AmmarTahir_FinalReport

Investment Hypothesis

Pairs trading is a strategy that involves two stocks which are simultaneously longed and shorted according to their future expected prices. Pairs trading is usually done on pairs of stocks that have some underlying economic relationship and can be very profitable if their difference is mean-reverting. In general, if the difference is beyond a certain level above the mean, the over-valued stock is shorted while the under-valued stock is longed, with the expectation that the stocks would revert to their 'true' value in the future; and vice-versa in case the difference is below a certain level under the mean.

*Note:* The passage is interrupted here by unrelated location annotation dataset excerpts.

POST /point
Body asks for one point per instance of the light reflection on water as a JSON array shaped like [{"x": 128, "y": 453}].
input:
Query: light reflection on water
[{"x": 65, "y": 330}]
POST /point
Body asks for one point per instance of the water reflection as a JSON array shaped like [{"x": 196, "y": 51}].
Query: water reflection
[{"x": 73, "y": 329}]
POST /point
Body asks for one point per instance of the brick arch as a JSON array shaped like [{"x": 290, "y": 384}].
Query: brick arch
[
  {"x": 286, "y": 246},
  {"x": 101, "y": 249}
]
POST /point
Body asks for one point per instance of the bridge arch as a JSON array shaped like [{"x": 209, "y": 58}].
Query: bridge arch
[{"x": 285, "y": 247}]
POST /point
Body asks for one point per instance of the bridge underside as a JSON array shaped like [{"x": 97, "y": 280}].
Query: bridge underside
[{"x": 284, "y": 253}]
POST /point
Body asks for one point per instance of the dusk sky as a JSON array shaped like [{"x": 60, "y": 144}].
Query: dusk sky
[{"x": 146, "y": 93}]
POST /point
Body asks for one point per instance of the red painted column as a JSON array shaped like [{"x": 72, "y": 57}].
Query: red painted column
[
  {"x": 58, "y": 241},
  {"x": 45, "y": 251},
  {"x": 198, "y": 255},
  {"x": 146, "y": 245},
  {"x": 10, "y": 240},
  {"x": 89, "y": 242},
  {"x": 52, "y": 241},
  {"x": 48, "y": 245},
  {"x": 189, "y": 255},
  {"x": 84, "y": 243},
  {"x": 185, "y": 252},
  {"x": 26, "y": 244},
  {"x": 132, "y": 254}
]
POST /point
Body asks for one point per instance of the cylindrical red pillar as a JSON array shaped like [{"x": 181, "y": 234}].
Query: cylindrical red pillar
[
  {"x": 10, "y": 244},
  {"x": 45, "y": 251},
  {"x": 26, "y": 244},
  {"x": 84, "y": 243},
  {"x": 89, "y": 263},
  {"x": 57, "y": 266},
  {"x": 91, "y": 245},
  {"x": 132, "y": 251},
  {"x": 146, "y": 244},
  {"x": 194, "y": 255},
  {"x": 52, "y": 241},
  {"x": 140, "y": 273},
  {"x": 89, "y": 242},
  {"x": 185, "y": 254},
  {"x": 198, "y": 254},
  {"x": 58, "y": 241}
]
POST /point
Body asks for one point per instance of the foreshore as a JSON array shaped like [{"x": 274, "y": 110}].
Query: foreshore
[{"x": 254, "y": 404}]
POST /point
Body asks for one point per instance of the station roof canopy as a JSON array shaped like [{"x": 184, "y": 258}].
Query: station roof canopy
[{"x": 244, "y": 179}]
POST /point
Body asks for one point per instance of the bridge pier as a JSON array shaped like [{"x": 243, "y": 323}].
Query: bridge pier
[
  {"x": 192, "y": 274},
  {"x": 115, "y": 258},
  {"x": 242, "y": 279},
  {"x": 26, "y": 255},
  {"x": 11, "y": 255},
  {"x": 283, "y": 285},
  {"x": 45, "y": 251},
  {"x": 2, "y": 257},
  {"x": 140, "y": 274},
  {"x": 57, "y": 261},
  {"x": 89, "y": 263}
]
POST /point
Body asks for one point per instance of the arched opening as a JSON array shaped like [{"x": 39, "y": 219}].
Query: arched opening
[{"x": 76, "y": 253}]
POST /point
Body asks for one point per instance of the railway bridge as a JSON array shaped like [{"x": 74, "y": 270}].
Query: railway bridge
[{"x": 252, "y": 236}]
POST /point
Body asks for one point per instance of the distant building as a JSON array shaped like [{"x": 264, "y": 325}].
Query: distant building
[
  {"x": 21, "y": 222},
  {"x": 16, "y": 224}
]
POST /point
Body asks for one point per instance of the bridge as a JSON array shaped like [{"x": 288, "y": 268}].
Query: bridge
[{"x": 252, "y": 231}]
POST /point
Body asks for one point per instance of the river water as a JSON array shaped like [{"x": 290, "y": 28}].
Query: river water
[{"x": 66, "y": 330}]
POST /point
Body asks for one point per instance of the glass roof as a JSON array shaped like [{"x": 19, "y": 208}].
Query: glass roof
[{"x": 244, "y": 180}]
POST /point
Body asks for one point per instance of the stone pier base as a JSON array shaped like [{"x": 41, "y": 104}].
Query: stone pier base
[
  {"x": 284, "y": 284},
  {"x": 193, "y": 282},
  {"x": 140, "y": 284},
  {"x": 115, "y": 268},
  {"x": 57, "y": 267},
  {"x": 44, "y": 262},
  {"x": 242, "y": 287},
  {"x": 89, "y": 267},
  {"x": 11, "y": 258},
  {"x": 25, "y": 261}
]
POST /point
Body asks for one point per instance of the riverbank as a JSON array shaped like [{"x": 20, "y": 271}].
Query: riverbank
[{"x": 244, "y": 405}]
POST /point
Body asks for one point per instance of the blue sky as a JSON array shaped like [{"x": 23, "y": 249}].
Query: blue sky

The main hypothesis of my strategy, derived from the paper that was assigned to me, is that the change in a mean-reverting stock spread can be modeled as an OU process in the following way:

dXt = θ * ( μt - Xt ) * dt + σdWt

where μ is the mean and θ is the mean-reversion rate. A higher level of θ indicates faster convergence to the mean, which means that profits can be realized on pairs with higher θ much faster and therefore in a greater volume than pairs with lower θ.

Investment Algorithm

The spread between stocks A and B at time t is defined as Xt = ln( A(t) / A(0) ) − ln( B(t) / B(0) ), t ≥ 0

Trades are made if the current value of the spread crosses the Bolinger bands. The upper and lower bands in this case are defined as μ + 0.5 * σ and μ - 0.5 * σ respectively, where μ represents the 30 days moving average and σ represents the 30 days moving standard deviation.
The following course of action is implemented if the value of the spread crosses the Bolinger bands:

if X > μ + 0.5 * σ
stock A is shorted and stock B is longed

if X < μ - 0.5 * σ
stock A is longed and stock B is shorted

Validating the Investment Hypothesis

Pairs trading strategy requires that there must be an economic relationship between the two stocks. Therefore in my strategy, the stocks within a pair are always chosen from within the same industry. To do this, I create a pipeline that filters stocks for their industrial classification, and their volume of trade. I then use this pipeline to calculate the mean reversion rate, as well as the adfuller statistic for each pair.

To estimate the mean-reversion rate, I first rewrite the OU process equation as

dXt / dt = θ * ( μt - Xt ) + ( σdWt / dt )

Then creating variables for ( dXt / dt ) and ( μt - Xt ), I run the following regression

dXt / dt = α + β * ( μt - Xt ) + ε

and use β as an approximation for θ i.e. the mean-reversion rate.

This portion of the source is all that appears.